Ad Widget

**tchjts1** · 25-06-2014, 17:41

What is your polling interval for those 2 items? I am using agent version 2.0.9 with those (active) items at 60 second intervals.

I use the stock triggers and have no issues detecting a server reboot or agent unavailable.

These are the triggers I have:

Server restarted:

Code:

{Template OS Windows:system.uptime.last(0)}<600

Agent unreachable:

Code:

{Template OS Windows:agent.ping.nodata(5m)}=1

**PiotrIr** · 25-06-2014, 17:48

tchjts1,

Thank you for your reply.

Server restarted is exactly the same like in your example.

agent.ping.nodata I've tried 5m, 15m, 60m and 1440m.

**tchjts1** · 25-06-2014, 17:53

As mentioned in my earlier response:
What is your polling interval for those 2 items?

Also, when looking at one of your hosts under items and then under triggers, do they both have green checkmarks under the "Error" column, or are they showing red with an actual error?

Attached Files

**PiotrIr** · 25-06-2014, 17:59

Sorry, I misunderstood you.

I'm not sure if pooling interval is the same as update interval (if not, could you tell me how to check this?). If so:

agent.ping 30s
system.uptime 300s

both have green mark under the "Error" column.

**tchjts1** · 25-06-2014, 18:05

Polling interval and update interval... same to me. Your settings are fine there.

When you say they are green, you are looking at a host, and not at the template, right?

The next step I would do is see if Zabbix internal processes are sufficient to handle the workload.

Take a look at this post, at the last paragraph and the graphs that follow.

If you assign that template to your Zabbix server, you will be able to see if Zabbix is struggling or not. Here is the post:

Just a moment...

https://www.zabbix.com/forum/showthread.php?t=41219

**PiotrIr** · 25-06-2014, 18:29

Thank you for your reply.

Yes, green is on host.

Could you help me to interpret data please? Some processes are very busy but I'm not sure if they apply to the issue and eventually how to resolve problem.

**tchjts1** · 25-06-2014, 18:38

Those images are very hard to see because they are so small. But I will certainly be glad to help you interpret them.

Can you take a screenshot of each graph and attach them as a separate images? (I use MWSnap3 for this purpose)

Also, instead of using a 1 hour timeframe in your graphs, please use 1 day (24 hours) instead. This will give a better overall picture of your process usage.

MWSnap3 will allow your screenshots to look like this when you upload them:

Attached Files

**PiotrIr** · 26-06-2014, 10:15

tchjts1,

Once again, thank you for your help.
Pictures below.

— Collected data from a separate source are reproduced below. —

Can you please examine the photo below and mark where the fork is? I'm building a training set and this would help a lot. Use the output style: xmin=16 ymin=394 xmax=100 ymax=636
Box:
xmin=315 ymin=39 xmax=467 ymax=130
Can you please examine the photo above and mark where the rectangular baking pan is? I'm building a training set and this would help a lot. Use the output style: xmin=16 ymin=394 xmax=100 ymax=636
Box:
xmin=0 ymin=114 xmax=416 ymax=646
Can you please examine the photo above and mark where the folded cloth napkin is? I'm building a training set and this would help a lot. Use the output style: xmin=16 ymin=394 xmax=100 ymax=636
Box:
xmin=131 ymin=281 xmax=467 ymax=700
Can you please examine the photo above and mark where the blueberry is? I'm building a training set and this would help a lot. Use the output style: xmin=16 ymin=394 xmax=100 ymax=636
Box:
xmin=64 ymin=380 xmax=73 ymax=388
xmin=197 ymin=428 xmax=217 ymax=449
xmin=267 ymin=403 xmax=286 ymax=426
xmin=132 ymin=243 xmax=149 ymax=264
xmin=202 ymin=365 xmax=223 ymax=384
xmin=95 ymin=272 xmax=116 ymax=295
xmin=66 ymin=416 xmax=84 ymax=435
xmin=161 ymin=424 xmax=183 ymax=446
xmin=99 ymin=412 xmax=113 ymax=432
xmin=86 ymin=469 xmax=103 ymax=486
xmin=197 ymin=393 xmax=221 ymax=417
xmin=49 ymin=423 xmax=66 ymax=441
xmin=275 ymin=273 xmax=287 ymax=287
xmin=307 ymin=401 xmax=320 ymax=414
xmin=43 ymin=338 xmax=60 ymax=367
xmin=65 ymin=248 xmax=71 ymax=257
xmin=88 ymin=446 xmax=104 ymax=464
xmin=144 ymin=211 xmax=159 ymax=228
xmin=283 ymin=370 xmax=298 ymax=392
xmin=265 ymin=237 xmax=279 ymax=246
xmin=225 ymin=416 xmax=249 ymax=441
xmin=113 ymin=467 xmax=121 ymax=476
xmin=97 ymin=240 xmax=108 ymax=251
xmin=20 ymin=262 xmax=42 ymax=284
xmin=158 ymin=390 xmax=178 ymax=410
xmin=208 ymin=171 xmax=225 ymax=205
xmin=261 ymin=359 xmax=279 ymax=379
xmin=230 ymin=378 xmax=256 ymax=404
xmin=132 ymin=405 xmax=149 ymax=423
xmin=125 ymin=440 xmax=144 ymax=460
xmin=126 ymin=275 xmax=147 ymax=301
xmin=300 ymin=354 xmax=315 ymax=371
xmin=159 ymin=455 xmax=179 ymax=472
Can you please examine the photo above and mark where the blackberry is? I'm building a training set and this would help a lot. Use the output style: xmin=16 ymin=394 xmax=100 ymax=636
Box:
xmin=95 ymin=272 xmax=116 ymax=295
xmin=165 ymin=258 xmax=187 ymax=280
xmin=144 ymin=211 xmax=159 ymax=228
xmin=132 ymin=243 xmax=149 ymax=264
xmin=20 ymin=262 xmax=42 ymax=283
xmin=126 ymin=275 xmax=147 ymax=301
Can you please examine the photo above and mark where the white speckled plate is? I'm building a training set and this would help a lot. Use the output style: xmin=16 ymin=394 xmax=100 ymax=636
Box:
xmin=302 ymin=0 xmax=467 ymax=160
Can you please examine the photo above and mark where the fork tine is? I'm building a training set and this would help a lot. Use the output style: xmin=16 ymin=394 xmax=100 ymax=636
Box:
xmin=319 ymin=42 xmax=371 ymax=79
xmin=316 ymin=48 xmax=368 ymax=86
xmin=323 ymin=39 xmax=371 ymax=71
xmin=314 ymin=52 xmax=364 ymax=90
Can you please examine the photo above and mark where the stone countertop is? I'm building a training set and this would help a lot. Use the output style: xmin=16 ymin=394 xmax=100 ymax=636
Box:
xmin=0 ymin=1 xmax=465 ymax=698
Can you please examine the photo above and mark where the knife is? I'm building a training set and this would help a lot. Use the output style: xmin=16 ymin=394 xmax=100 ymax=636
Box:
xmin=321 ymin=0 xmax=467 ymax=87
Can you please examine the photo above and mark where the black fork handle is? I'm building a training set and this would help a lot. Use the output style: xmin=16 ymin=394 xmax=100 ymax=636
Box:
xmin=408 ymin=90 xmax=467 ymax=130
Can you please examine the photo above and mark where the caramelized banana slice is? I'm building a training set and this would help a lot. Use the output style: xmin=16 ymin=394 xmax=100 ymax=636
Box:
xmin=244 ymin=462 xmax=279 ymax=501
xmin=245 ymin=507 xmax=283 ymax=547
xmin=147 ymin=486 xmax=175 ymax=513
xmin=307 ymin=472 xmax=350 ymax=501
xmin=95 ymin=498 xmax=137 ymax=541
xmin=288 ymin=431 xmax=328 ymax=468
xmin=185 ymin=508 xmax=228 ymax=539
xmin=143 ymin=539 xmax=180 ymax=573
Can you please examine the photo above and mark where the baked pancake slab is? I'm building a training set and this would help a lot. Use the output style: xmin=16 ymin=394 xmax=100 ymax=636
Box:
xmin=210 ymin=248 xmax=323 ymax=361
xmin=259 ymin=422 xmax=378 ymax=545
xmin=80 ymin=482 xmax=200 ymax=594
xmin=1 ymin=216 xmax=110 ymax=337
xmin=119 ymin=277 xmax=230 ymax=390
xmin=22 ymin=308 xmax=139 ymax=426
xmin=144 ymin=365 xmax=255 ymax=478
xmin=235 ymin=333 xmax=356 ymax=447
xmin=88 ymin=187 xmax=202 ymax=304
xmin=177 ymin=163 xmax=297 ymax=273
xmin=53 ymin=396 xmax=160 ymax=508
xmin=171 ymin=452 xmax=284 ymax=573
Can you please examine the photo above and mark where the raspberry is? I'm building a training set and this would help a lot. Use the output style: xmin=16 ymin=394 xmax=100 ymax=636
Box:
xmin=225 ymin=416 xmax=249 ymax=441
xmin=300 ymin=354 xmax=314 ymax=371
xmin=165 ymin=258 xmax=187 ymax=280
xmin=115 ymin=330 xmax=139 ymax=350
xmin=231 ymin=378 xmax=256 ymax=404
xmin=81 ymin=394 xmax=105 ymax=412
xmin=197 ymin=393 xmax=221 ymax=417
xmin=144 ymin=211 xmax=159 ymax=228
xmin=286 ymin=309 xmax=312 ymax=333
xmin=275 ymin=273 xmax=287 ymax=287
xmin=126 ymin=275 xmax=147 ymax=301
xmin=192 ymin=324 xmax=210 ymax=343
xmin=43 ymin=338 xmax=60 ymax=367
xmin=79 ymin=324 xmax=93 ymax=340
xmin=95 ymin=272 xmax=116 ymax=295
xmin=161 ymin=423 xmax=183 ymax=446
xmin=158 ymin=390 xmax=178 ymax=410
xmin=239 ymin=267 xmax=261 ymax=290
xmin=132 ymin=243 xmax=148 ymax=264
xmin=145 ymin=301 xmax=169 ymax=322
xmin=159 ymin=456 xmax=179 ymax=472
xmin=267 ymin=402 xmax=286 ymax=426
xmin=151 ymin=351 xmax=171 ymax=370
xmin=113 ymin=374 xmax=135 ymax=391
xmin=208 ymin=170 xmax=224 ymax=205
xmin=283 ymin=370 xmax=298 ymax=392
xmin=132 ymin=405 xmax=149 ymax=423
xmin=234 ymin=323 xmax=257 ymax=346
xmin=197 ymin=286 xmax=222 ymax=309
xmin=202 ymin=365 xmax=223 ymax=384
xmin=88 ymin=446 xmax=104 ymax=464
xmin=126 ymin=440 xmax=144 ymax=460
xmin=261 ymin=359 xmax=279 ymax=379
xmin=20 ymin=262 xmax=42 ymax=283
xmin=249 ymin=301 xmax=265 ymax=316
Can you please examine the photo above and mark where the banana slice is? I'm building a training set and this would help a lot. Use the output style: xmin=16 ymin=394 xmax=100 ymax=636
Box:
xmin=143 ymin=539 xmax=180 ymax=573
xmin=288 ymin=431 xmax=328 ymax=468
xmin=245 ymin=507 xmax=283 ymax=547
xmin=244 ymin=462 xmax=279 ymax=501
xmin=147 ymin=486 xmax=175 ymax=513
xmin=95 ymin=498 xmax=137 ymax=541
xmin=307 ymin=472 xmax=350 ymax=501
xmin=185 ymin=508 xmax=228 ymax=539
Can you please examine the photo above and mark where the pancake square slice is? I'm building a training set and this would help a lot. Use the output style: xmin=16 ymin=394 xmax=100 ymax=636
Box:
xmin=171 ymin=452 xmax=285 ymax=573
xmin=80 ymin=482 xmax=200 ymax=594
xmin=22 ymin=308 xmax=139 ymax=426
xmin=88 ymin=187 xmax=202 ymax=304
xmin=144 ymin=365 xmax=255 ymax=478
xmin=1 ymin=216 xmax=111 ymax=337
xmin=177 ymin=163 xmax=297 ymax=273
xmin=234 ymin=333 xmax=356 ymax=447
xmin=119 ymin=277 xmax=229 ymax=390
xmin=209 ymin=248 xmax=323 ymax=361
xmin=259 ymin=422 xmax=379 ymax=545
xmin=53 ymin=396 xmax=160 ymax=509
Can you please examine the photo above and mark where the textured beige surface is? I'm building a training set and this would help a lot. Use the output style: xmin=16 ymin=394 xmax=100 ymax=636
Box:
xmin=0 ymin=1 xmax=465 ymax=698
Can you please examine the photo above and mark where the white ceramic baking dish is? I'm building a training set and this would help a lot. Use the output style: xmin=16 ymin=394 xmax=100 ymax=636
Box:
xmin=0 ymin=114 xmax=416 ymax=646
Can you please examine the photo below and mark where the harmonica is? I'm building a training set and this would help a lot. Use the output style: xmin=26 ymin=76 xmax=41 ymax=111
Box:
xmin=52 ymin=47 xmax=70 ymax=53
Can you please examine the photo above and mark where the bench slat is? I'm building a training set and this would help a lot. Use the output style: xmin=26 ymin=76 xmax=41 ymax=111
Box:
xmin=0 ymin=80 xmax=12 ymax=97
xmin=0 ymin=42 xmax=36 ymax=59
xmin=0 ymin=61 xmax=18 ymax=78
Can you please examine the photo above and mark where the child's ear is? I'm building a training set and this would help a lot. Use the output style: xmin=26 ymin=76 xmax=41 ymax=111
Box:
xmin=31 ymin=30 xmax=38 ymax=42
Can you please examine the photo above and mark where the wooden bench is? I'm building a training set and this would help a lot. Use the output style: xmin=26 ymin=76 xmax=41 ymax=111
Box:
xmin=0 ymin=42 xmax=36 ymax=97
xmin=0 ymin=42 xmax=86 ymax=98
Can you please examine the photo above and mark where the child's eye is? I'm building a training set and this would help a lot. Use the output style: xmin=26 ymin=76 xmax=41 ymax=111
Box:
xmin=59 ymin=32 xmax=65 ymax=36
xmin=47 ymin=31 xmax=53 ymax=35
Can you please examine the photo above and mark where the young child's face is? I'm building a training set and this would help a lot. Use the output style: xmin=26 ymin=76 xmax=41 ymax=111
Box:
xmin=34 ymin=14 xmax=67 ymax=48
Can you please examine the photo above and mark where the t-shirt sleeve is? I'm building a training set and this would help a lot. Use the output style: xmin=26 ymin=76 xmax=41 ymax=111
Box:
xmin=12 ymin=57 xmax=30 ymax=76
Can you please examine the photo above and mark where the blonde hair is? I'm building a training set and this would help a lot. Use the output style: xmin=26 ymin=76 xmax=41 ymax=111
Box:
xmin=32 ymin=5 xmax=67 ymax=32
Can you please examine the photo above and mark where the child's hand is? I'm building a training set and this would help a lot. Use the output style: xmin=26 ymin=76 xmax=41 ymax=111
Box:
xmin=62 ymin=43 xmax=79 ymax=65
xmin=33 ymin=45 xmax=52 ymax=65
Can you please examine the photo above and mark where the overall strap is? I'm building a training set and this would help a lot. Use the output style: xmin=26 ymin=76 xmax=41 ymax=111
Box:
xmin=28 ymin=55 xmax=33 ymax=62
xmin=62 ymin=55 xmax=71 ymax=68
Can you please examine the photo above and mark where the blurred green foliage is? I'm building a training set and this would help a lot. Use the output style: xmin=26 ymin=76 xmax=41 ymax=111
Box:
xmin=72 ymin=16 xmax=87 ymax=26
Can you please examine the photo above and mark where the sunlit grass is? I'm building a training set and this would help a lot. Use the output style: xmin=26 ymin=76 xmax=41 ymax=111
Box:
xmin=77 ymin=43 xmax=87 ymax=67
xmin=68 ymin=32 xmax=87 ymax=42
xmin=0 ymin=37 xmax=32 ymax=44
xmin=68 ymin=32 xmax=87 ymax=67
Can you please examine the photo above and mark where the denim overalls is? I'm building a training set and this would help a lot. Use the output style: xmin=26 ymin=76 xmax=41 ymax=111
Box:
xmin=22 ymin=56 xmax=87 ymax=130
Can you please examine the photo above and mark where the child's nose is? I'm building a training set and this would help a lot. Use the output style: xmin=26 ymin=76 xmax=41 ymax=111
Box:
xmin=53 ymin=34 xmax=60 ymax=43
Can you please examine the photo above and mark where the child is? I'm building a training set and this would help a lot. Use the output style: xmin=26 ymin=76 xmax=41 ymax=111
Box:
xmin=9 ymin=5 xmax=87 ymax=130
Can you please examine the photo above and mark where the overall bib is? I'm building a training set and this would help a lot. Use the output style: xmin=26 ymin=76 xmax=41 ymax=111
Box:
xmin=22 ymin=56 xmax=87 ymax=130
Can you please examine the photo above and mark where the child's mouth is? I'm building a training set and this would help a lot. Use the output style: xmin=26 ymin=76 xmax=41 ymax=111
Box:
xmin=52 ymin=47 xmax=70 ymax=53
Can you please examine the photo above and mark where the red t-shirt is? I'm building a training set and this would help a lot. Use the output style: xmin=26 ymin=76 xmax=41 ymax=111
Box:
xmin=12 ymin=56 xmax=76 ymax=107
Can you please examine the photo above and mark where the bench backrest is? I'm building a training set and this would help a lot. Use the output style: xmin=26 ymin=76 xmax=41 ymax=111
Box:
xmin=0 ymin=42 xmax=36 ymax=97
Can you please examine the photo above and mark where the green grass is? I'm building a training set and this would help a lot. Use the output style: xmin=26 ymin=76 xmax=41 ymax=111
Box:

You will see around 45 minutes break in data - I shut down a server for this time.

**tchjts1** · 26-06-2014, 17:44

I would make a few adjustments to your zabbix_server.conf file.

You can see that your trapper processes are 100% busy all the time.
I would also increase your pollers a bit.
I would also allocate some more configuration cache.

So these are the settings you should adjust, then after you do that, you need to restart your Zabbix server process:

(Note that I leave the defaults in place with the comment sign # preceding that line so that I always know what the default setting is, and I put the new vales on a new line without the # sign)

I am only guessing that you are running with all the stock default values. If you have already modified those values, then increase them in small chunks until you get the desired results. If you are running on the default values, then theses below suggested settings may work for you.

For trappers:

Code:

### Option: StartTrappers
#       Number of pre-forked instances of trappers.
#
# Mandatory: no
# Range: 0-1000
# Default:
# StartTrappers=5
StartTrappers=15

For pollers:

Code:

### Option: StartPollers
#       Number of pre-forked instances of pollers.
#
# Mandatory: no
# Range: 0-1000
# Default:
# StartPollers=5
StartPollers=35

I would also bump up the unreachable pollers a bit from default:

Code:

### Option: StartPollersUnreachable
#       Number of pre-forked instances of pollers for unreachable hosts (including IPMI).
#
# Mandatory: no
# Range: 0-1000
# Default:
# StartPollersUnreachable=1
StartPollersUnreachable=5

For configuration cache:

Code:

### Option: CacheSize
#       Size of configuration cache, in bytes.
#       Shared memory size for storing host, item and trigger data.
#
# Mandatory: no
# Range: 128K-1G
# Default:
# CacheSize=8M
CacheSize=64M

Do not change the StartDBSyncers value. Leave that at 4.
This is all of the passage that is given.